星を飲む町

不思議

その町には、不思議な習慣があった。
年に一度、夜空から星が降りてくるのだ。
大きな隕石ではない。
手のひらほどの光の粒が、ふわふわと舞い降り、路地や屋根の上に静かに積もる。
町の人々はそれを「星のしずく」と呼び、集めては小さな瓶に閉じ込め、ひと口ずつ飲むのだった。
飲んだ者は一年間、夢を忘れずに過ごせると言われていた。

私はその町を、偶然旅の途中で訪れた。
商店街の軒先には、空き瓶がずらりと並び、人々はまだ見ぬ星を待ちわびている。
「よそ者かい?」
古びた帽子をかぶった老婆が声をかけてきた。
「星のしずくを飲むのは初めてだろう」
私は頷いた。
老婆はにやりと笑い、小さな瓶をひとつ差し出した。
「今夜は特別に澄んでいる。
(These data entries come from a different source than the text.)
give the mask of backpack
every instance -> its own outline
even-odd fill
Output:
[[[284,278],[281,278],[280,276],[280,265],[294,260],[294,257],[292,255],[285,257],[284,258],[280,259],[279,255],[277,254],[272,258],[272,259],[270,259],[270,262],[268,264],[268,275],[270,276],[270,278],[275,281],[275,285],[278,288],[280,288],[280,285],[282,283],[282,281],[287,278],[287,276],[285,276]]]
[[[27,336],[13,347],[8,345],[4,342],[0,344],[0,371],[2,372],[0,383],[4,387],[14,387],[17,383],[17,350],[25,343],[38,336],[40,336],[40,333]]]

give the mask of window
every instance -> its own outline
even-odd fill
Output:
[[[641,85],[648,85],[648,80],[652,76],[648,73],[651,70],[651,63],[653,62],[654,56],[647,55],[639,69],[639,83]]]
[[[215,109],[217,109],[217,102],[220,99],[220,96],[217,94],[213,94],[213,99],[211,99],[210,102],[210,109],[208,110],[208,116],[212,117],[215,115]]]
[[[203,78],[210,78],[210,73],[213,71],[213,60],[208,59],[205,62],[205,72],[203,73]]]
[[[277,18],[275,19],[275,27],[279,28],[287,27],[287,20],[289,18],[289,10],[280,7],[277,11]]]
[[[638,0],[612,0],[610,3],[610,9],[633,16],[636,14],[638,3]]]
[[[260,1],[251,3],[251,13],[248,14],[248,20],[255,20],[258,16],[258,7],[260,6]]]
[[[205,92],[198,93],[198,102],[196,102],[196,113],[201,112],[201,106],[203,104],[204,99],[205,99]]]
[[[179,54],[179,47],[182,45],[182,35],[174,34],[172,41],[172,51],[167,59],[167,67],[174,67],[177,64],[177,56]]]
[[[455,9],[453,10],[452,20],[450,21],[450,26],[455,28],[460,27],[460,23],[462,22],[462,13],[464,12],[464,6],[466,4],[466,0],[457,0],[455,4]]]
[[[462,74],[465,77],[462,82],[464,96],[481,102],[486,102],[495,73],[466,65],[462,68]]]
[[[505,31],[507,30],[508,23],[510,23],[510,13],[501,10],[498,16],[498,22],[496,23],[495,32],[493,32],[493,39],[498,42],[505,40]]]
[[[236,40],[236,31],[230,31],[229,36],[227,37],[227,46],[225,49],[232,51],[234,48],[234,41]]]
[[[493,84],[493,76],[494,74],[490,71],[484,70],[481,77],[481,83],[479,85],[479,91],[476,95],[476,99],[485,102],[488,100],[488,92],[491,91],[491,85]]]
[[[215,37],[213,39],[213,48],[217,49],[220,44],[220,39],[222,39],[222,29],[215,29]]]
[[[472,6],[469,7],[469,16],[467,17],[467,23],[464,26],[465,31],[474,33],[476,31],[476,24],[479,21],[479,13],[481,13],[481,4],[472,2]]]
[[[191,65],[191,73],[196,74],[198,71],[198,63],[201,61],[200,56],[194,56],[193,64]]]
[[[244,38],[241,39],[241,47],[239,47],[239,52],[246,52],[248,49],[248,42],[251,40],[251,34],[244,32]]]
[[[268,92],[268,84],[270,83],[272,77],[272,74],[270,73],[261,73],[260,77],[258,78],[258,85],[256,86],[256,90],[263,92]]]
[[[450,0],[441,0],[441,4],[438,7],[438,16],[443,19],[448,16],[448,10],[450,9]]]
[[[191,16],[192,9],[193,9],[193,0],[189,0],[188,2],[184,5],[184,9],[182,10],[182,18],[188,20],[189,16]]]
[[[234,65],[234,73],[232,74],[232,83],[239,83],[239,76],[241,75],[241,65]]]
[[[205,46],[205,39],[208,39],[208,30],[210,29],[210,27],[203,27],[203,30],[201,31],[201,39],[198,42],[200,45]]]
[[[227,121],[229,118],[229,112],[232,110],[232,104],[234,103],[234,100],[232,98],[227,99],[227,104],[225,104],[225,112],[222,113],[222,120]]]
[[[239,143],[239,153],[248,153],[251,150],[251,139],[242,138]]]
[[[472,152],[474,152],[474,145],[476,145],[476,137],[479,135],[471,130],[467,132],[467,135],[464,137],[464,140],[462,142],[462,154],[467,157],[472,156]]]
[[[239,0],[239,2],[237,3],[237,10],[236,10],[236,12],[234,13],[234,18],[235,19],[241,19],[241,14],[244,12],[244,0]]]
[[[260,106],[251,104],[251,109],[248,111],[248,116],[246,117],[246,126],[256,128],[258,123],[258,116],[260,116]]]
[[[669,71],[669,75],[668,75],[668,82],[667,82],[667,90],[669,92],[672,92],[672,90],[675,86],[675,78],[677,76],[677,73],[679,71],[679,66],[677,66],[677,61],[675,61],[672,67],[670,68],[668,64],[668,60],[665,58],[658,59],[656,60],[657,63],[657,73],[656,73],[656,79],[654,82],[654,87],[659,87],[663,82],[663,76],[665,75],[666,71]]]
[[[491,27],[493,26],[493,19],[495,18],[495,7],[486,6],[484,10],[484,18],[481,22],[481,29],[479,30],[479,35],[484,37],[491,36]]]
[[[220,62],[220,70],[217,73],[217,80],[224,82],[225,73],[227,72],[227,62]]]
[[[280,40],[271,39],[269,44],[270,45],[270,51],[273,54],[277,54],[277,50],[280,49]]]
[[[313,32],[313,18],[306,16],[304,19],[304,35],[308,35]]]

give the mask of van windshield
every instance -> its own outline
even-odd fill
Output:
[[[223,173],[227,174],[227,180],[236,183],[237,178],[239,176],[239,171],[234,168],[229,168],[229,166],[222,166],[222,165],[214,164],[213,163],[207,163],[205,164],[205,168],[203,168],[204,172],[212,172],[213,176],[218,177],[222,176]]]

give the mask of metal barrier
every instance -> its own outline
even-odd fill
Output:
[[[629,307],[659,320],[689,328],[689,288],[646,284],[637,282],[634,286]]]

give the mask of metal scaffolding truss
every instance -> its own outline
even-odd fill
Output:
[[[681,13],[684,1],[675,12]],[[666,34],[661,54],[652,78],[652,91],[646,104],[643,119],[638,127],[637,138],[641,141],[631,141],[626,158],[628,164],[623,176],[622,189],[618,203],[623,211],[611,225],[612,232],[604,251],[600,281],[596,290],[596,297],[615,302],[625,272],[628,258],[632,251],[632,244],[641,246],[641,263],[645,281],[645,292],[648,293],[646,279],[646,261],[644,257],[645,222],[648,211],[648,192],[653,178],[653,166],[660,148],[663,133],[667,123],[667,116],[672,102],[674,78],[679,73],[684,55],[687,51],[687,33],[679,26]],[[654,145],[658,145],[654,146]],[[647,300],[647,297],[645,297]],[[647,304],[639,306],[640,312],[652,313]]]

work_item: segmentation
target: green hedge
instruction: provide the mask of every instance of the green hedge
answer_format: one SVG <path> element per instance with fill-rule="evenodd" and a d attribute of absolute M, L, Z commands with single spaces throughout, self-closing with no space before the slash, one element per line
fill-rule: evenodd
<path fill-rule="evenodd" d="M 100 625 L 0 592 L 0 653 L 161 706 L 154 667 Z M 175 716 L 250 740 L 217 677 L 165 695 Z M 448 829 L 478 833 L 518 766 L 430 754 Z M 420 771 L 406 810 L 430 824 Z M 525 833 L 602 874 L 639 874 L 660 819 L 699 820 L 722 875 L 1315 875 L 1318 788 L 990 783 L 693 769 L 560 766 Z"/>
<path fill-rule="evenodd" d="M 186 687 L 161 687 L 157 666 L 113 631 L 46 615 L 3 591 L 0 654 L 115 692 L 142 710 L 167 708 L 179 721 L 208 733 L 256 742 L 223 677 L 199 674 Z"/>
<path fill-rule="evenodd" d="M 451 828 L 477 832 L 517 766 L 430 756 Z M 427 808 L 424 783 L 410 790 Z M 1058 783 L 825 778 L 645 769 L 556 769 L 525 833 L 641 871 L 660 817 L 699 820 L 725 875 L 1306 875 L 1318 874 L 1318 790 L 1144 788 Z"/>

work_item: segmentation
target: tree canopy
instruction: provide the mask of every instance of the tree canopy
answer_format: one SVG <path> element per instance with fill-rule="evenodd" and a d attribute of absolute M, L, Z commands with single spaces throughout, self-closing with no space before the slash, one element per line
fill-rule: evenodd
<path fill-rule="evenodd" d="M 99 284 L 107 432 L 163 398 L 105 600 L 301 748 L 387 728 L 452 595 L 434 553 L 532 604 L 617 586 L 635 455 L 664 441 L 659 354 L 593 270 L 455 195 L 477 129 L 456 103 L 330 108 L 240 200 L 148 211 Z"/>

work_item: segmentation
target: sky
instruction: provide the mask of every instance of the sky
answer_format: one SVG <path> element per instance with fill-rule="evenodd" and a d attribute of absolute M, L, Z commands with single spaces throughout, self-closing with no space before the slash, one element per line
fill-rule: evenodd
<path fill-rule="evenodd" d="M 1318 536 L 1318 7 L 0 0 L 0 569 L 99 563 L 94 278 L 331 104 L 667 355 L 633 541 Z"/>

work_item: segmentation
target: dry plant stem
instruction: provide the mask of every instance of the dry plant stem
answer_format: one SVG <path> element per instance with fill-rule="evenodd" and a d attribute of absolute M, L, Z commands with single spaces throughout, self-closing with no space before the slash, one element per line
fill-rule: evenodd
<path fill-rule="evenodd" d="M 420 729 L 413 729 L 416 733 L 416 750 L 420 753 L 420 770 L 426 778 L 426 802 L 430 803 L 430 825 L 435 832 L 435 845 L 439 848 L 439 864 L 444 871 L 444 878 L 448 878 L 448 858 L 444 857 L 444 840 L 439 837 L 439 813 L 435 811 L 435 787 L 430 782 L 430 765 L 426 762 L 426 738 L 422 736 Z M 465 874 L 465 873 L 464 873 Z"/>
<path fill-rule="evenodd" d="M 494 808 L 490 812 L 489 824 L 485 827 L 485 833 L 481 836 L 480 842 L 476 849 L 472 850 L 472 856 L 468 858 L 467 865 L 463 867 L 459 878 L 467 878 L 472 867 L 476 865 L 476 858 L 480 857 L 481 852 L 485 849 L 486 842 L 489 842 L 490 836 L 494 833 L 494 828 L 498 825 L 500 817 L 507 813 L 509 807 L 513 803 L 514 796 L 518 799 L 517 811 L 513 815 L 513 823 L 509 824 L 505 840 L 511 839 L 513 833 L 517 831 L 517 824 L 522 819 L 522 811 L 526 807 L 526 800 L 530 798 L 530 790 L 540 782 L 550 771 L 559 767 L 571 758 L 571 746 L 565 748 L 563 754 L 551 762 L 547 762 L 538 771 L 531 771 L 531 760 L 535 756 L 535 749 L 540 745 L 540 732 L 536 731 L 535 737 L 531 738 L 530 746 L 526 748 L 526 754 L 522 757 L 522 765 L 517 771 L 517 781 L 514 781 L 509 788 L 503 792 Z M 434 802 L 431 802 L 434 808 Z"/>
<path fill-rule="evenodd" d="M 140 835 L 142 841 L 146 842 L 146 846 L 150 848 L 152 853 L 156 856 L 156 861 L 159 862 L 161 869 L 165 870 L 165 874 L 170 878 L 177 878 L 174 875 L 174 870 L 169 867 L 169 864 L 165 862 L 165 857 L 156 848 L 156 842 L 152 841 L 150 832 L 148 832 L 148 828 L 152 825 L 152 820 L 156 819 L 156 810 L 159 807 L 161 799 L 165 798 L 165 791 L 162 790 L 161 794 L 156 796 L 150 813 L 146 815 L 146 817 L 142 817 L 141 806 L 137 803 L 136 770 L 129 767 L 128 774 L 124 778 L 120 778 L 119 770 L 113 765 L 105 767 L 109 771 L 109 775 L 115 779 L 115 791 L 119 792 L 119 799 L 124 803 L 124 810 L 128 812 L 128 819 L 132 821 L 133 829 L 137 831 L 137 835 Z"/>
きっと、いい夢が宿るよ」

夜が訪れると、本当に星が降ってきた。
街灯の明かりよりも柔らかく、蛍の群れのように無数の光が揺れながら落ちてくる。
人々は歓声を上げ、両手で星を受け止めて瓶に移していく。
私も真似をしてひとつ捕まえると、驚くほど冷たかった。
瓶の中で淡い光が揺れているのを、息を呑んで見つめた。

やがて、広場ではみんなが一斉に瓶を傾ける。
私も同じように口に含むと、ほんのり甘く、花の蜜のような味がした。
喉を通り抜けた瞬間、遠い記憶が蘇る。
幼い頃に描いた絵、失くしたと思っていた手紙、誰かに言えなかった約束――すべてが鮮やかに胸に浮かび上がる。
私は涙ぐんでいた。

「夢を忘れないためさ」
隣に座っていた老婆がつぶやいた。
「忘れた夢は星に戻り、また降ってくる。そうして町は続いていくのさ」

その夜、私は不思議な夢を見た。
果てしない海の上を、無数の光が舟のように漂っている夢だ。
その舟のひとつに幼い私が座っていて、遠くからこちらに手を振っていた。
目が覚めたとき、胸の奥に小さな火が灯ったように感じた。

翌朝、町を発つ準備をしていると、老婆がもう一つ瓶を手渡してきた。
中には昨夜捕まえた光がまだ残っている。
「旅先で迷ったら、これを飲むといい。道を思い出せる」
私は礼を言い、瓶を大事に荷物へしまった。

それから何年も経つが、不思議なことに、あの町の地図をどれほど探しても見つからない。
旅の記録をたどっても、どうしても行き着けないのだ。
ただ、夜空を見上げるたび、ひときわ瞬く星があると、胸の奥の火が少し強くなる。
あの瓶はまだ手元にあり、光はかすかに瞬き続けている。

――きっと、夢が完全に消えるその時まで。